The Dior Cruise 2021 collection, presented in the center of Lecce, Italy, was a spectacle that paid homage to the Italian countryside in the southern province of Puglia. With fringed skirts, headscarves and embroidered dresses, the collection featured a black gauzy material, warm whites and grays on intricately handwoven fabrics. Muted reds and greens rounded out the colors in the collection.

Salvatore Ferragamo used eco-friendly fabrics throughout an elegant and distilled collection comprising sleek silhouettes, clean lines and organic materials. Burnt orange, tan, beige and black infused a collection focused on sustainability with responsibly sourced materials like upcycled leather and cashmere, recycled nylon and organic cotton. Photographed in the countryside of Provence, France, the See by Chloé Resort 2021 collection imbued playful clothing designed for relaxing in with hues of sage, peach, burgundy and sand. And Ermanno Scervino Resort 2021, photographed in Tuscany, Italy, presented intricate knits and lace details, ruffled white dresses, and gauzy skirts with plissé inserts. Colors were whites, with a smattering of pastel pink, and pistachio green; perfect for getting lost in a field on a lazy summer afternoon.


[Left] Etro [Middle] Ermenegildo Zegna [Right] Reese Cooper


“A moment like this can easily lead to a glorification of flawless precision of the machine but at Ermenegildo Zegna, with respect for a humanist tradition that is profoundly Italian, we believe that the human being always sits at the center, in harmony with nature.” This is how artistic director Alessandro Sartori explained the vision behind his S/S 21 collection that features soft and elegant knitwear with foliage-inspired patterns. The brand (which turns 110 this year) celebrates a strong connection with nature, seeing it not just as a provider of resources and raw materials but also recognizing the need to preserve its richness and diversity.

At Gucci, flower embroideries appear on a seventies-style sleeveless fur coat, a suit and a trench coat. Volumes are fluid like water at Etro, where shirts feature beautiful flower prints, too. Pebbles and stones seen in rivers have inspired a print in Reese Cooper’s accessories line; the models in the brand’s show walked barefoot through a brook in the wilderness, hinting at the need to reconnect with the Earth. His color palette comprised vivid green, orange and fruit colors.

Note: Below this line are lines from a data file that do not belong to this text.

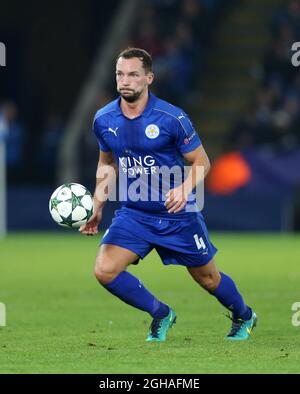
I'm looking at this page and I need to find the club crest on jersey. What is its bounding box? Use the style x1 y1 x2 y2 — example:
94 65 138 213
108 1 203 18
145 124 159 139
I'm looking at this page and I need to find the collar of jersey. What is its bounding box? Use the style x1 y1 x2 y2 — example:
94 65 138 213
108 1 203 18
115 92 156 120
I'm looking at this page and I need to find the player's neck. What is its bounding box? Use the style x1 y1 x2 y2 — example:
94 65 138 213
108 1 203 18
120 91 149 119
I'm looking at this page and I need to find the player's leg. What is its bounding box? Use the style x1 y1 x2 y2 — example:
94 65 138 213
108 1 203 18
95 244 169 319
187 259 257 340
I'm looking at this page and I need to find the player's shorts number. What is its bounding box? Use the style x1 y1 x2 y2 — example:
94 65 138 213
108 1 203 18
194 234 206 250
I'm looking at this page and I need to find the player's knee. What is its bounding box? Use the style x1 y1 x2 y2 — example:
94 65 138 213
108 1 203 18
94 260 119 285
94 265 117 285
198 275 218 291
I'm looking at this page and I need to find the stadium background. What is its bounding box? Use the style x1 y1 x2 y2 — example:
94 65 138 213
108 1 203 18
0 0 300 372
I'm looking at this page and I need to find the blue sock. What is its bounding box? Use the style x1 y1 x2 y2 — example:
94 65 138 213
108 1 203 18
103 271 169 319
211 272 252 320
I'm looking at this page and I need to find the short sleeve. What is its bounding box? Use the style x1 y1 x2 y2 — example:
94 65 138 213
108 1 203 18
176 113 201 154
93 117 110 152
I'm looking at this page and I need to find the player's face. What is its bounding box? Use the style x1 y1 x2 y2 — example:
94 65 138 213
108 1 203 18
116 57 153 103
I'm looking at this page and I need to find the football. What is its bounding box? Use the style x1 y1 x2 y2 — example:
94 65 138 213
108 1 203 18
49 183 93 228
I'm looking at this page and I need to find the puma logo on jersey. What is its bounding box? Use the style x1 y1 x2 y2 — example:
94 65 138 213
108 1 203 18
108 127 119 136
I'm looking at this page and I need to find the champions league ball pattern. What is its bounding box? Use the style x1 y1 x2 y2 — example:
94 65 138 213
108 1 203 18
49 183 93 228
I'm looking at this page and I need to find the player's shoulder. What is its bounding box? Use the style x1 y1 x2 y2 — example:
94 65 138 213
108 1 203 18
153 97 187 120
94 99 118 123
154 95 193 132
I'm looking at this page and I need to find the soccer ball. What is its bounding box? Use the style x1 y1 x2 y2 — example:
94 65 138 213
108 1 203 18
49 183 93 228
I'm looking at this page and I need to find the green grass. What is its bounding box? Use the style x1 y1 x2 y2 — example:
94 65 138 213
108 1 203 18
0 232 300 374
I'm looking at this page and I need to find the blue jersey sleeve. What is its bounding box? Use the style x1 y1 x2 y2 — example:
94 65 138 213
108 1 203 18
176 114 201 154
93 117 110 152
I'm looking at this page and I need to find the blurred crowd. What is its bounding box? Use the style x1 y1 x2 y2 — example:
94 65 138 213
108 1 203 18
228 0 300 150
0 0 300 183
130 0 226 106
0 100 63 184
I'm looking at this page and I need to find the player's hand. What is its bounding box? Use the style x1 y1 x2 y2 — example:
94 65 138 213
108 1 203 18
165 185 188 213
78 211 102 235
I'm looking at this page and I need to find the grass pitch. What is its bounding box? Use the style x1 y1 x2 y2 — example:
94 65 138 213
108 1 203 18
0 231 300 374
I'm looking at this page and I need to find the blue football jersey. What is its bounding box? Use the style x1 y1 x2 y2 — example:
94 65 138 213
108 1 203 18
93 93 201 217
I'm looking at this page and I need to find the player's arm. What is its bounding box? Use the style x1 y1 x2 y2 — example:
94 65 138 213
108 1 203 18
79 151 118 235
165 145 210 213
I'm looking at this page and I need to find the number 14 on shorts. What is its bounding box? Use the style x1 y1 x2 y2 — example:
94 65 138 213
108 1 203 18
194 234 206 250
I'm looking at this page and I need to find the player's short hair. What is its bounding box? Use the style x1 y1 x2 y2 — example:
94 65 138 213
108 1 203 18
116 48 152 74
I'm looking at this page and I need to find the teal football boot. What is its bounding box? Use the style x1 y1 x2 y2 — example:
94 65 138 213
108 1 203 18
224 312 257 341
146 308 176 342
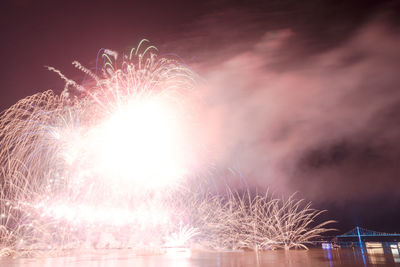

The world of tailoring and classic menswear explored similar topics. Lardini is inspired by a bamboo forest through which the sun filters, by water games, by the intensity of hues seen in flowers and birds as depicted in Oriental art. Roberto Collina explores earthy shades – from cream to beige – and is enchanted with the shades of the sky: powder blue, navy blue and sapphire. And Paoloni proposed an unlined shirt jacket, both in cotton and light linen, with paintings in a bursting color palette of summer fruits.